Our ears and brains help us sense that louder sounds have higher amplitudes and softer sounds have lower amplitudes; however, to put that information to better use in a musical application, we need to be able to measure a sound wave's amplitude more exactly. Then we can create rules of what to do when a specific amplitude level is reached, and control the range of a soundwave's amplitudes to our advantage. This measurement process forms the basis of all dynamics processors. If we can measure it, we can start controlling it.
There are many ways to measure amplitude. Inside our digital audio workstation, we will use dBFS, or Decibels Full Scale. This scale defines our system's maximum and minimum amplitude values, otherwise known as dynamic range. This helps us measure and control the relative amplitude of audio signals within that range. Sometimes the dBFS can confuse people because it counts up from negative numbers and ends at 0. Why does it do this? In a digital audio system, values above 0 are simply cut off, or clipped, creating digital distortion; thus there is no higher value than 0.
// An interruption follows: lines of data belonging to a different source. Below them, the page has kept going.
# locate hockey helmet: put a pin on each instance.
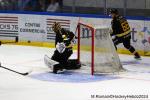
(56, 27)
(114, 11)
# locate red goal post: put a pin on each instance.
(89, 38)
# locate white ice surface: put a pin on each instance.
(135, 81)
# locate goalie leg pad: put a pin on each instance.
(49, 62)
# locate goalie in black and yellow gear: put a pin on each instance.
(64, 41)
(121, 32)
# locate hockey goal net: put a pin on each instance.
(96, 51)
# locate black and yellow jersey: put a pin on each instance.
(120, 26)
(64, 36)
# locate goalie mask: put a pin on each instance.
(56, 27)
(60, 47)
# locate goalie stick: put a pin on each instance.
(26, 73)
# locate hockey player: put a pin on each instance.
(121, 32)
(64, 44)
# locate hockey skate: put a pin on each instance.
(137, 58)
(49, 62)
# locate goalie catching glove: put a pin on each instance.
(60, 47)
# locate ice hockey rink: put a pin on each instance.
(42, 84)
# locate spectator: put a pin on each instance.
(53, 6)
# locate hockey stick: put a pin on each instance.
(26, 73)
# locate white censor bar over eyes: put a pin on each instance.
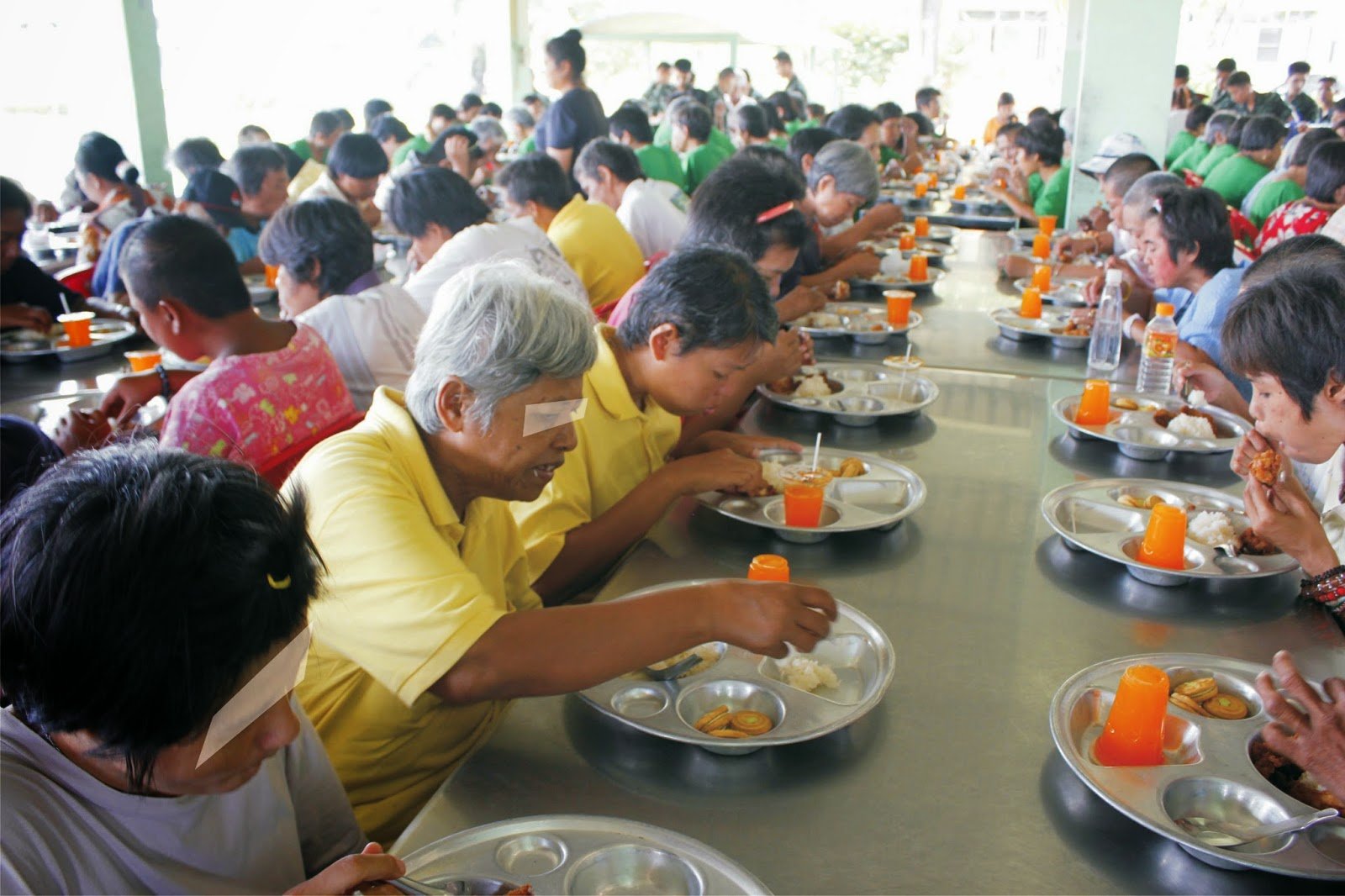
(551, 414)
(266, 688)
The decibel scale is a logarithmic measurement scale. Turning up an audio signal's volume by 1dB is basically imperceptible. For most of us, it takes at least a 3dB increase for us to notice it. However, because of its logarithmic scaling, the loudness escalates quickly. A 10dB increase represents a perceived doubling of loudness, and an increase of 20 dB is about four times as loud. These numbers are helpful to know when mixing a song. Use them as a guide, but let your ears be the ultimate judge.
The listener doesn't care about the dBFS level of your snare drum, just how it feels when mixed with the rest of the instruments in your song. Measuring amplitude using the dBFS is the first step in helping us control an audio signal's dynamic range.